So a thought occured to me today, I don't really post about my use of #Cannabis. At least not on Instagram or Facebook. That's when it dawned on me that even though I discuss it with people on Social Media, well except I do on Snapchat every now and again.
A perfect example is today, I went to my preferred #medicalcannabisdispensary #urbanwellness in the need of replenishing what would in a sense be a #medicalmarijuana "#prescription #refill for the month.
For those who don't know, the #disease I suffer from, my #chronicillness, the cause of my #constant and very #chronicpain is called
With the small possibility of one day going in #remission for 3-4 years max as well as this "remission" isn't quite how you think it would be.
I will not be be "pain free" it means my pain would be "reduced" to more of a pain, that is easier to maintain. Yeah because apparently, there is such a thing as "maintainable pain". So for me, I will be on some form of a pain management regimen for the rest of my life.
I'm 29 years old, I still have so much of a life to live, dreams to achieve, goals to accomplish, adventures to experience. I owe it to myself to make every attempt to live not just be alive, but to actually live. Living in a perpetually revolving labyrinth of with chronic pain, circulating throughout my day; consuming my life.
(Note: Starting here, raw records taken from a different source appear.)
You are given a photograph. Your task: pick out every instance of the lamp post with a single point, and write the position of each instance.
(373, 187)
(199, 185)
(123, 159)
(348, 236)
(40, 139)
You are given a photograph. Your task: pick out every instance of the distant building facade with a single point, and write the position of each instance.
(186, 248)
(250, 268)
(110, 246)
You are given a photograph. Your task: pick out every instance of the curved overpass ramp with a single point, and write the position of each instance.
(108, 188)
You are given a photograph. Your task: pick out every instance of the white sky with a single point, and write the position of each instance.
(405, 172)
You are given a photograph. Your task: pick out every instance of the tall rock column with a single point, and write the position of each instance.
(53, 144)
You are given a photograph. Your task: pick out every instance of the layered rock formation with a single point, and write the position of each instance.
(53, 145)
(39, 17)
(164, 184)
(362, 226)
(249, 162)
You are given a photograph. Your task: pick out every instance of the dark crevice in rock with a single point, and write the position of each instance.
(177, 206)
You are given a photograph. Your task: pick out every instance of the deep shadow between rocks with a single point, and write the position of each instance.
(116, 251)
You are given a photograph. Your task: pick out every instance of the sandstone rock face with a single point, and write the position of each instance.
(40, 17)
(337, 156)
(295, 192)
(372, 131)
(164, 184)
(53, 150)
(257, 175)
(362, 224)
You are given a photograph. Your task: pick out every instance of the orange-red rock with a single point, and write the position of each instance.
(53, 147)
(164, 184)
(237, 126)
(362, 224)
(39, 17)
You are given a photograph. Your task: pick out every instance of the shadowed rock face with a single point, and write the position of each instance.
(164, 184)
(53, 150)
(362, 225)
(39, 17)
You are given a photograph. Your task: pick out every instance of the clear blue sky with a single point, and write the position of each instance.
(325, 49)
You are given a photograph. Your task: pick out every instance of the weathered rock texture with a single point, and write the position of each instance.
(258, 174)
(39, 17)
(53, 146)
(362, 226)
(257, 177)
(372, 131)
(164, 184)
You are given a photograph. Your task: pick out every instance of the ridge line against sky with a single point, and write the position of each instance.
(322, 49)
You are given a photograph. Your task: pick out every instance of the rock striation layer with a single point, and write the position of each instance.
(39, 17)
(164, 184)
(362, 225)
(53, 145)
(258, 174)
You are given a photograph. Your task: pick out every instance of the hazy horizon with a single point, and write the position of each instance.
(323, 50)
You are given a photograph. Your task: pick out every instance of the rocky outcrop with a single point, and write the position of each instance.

Rendering me chained to my bed, a prisoner in my home.
I don't intend go live my life being held hostage by my disease. I dispose the fact that in order to get out of bed everyday, to actually walk, I have to take opiates and specific nerve pain medication, medications that at some point can cause damaging effects to my kidneys. To make matters worse, those medications hardly put a dent in my pain.
If that means I smoke, eat, drink or ingest Cannabis in anyway to allow myself the luxury of:
*Getting out of Bed *Brush my Hair
*Take a Shower *Make food or even just eat a meal
Yes, I will.
I have a problem with anyone who tries to take my ability to have a happy, dare I say decent quality of life.